Individual variation in reproductive output in this species was highly related to predation rates. Nest predation influences the number of young fledged in other open-land ground-nesting passerines (Suárez and Manrique 1992; Martin 1993; Yanes and Suárez 1995), and is considered to be a strong selective factor in the evolution of nest-site selection and nesting strategies in birds (Magnhagen 1991; Skutch 1949; Lack 1968; Ricklefs 1969). As far as we know, the nest predation rates reported in our study areas are the largest for the species, being responsible for 85 % of failures during incubation and 89 % during chick rearing. Predation rates were higher in central Spain than in northern populations, especially during incubation, probably because of the larger predator communities in those lower latitudes (Suárez and Manrique 1992; Yanes and Suárez 1995, 1996). We are aware that our results can be biased by disturbance by researchers (repeated visits to the nests) (Götmark 1992). However, our analyses support that neither the number or frequency of visits nor the handling time reduced significantly nest success, in agreement with previous studies on closely related birds (e.g. Weidinger 2008; Jacobson et al. 2011; Lloyd et al. 2000; but see Major 1990; Tryjanowski and Kuźniak 1999). It should also be noted that failures occurring after fledging are not contemplated in this study. According to Bijlsma (1978), approximately 64 % of fledged nestlings do not survive until adulthood. We can thus infer that the total number of recruits produced in a given season should be very low in our studied populations.
Previous studies have also reported high failure rates in ground-nesting birds due to predation (Wright et al. 2009; Martin 1993; Suárez et al. 1993), and most of them showed a constant or monotonic increase in the probability of nest predation over the season (e.g. Skutch 1949; Slagsvold 1982; Grant et al. 2005; Evans et al. 2005). Unexpectedly, we found that incubation failures were more or less constant through the season, whereas brood failures showed a negative relationship with laying date, suggesting a seasonal decrease in predation rates. Predation during incubation may be related to certain predator species, such as lizards, snakes or rodents, which may maintain a constant predator pressure through time (Weatherhead et al. 2003). These are typical predators on bird’s eggs in the Mediterranean areas (Yanes and Suárez 1996), where they reach higher abundances than at higher latitudes (Blondel et al. 2010).
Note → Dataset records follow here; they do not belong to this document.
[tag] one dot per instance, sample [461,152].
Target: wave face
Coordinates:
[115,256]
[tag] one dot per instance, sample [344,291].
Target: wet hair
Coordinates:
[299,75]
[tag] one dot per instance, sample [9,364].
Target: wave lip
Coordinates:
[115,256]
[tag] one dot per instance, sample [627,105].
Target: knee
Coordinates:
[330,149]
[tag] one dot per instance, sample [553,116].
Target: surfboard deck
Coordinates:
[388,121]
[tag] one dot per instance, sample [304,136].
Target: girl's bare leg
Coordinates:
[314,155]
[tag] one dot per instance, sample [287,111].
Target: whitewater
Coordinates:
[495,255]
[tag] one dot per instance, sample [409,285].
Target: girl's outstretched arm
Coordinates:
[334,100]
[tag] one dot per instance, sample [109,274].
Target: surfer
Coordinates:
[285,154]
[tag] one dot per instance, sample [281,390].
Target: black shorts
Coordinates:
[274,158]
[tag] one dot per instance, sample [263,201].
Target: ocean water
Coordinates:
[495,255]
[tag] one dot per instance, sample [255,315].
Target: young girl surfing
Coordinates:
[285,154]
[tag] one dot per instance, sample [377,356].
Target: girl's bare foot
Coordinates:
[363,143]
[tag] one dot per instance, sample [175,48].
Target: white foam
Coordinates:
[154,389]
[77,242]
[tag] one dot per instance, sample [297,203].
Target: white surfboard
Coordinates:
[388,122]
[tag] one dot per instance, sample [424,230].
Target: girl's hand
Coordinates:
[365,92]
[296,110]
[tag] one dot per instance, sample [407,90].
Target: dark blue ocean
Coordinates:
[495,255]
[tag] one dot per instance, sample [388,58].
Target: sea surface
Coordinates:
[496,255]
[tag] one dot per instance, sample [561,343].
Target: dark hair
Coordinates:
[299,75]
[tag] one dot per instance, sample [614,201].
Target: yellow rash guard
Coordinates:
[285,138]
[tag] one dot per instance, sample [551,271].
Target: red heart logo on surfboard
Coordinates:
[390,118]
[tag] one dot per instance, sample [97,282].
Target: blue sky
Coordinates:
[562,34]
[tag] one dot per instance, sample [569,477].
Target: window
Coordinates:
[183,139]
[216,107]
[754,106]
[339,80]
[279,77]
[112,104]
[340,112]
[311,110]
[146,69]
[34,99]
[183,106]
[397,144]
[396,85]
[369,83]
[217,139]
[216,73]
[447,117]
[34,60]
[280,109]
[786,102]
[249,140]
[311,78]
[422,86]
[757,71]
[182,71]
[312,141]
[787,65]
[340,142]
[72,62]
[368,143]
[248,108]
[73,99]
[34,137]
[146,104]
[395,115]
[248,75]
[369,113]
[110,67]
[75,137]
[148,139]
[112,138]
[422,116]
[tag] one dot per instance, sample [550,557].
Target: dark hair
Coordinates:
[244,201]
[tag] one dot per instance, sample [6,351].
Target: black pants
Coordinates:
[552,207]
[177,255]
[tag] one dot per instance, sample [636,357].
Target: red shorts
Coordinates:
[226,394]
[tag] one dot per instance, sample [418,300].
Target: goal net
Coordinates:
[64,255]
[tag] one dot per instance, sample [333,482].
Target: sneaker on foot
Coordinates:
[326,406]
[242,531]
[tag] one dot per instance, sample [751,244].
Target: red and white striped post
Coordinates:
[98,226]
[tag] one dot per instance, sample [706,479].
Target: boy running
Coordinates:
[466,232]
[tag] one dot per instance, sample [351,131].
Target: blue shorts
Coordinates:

The mismatch between the number of young hatched and the number of young fledged resulted in nesting attempts from mid-season being more productive than earlier or later ones (Fig. 3). Life-history theory and empirical studies predict that breeding early confers higher reproductive success (Perrins 1970) since it allows more nesting attempts per season or the possibility to relay after predation. In addition, nest survival rates should decrease significantly as the season progresses. In our study populations, the percentage of predated nestlings stabilises just prior to the mid-season, coinciding with the time when Tawny Pipit productivity is the highest (Fig. 5). Therefore, the observed seasonal decrease in the probability of nest failure probably relates to an increased availability of nestlings for predators, not only of Tawny Pipit but also of other passerines breeding in the same area, such as Skylarks Alauda arvensis or Short-Toed Larks Calandrella brachydactyla, which have the same phenology (Suárez et al. 2005c). Whether nest predation is sufficient to constraint reproduction at a global scale of open-landscape ground-nesting birds in the Mediterranean remains an open question. Nest predation reduces the benefits of early clutch initiation in Tawny Pipits, a pattern already detected in other passerine species (Mallord et al. 2008), so there is a clear reason to suspect that nest predation is a potentially strong selective force on Tawny Pipit reproduction in Mediterranean habitats.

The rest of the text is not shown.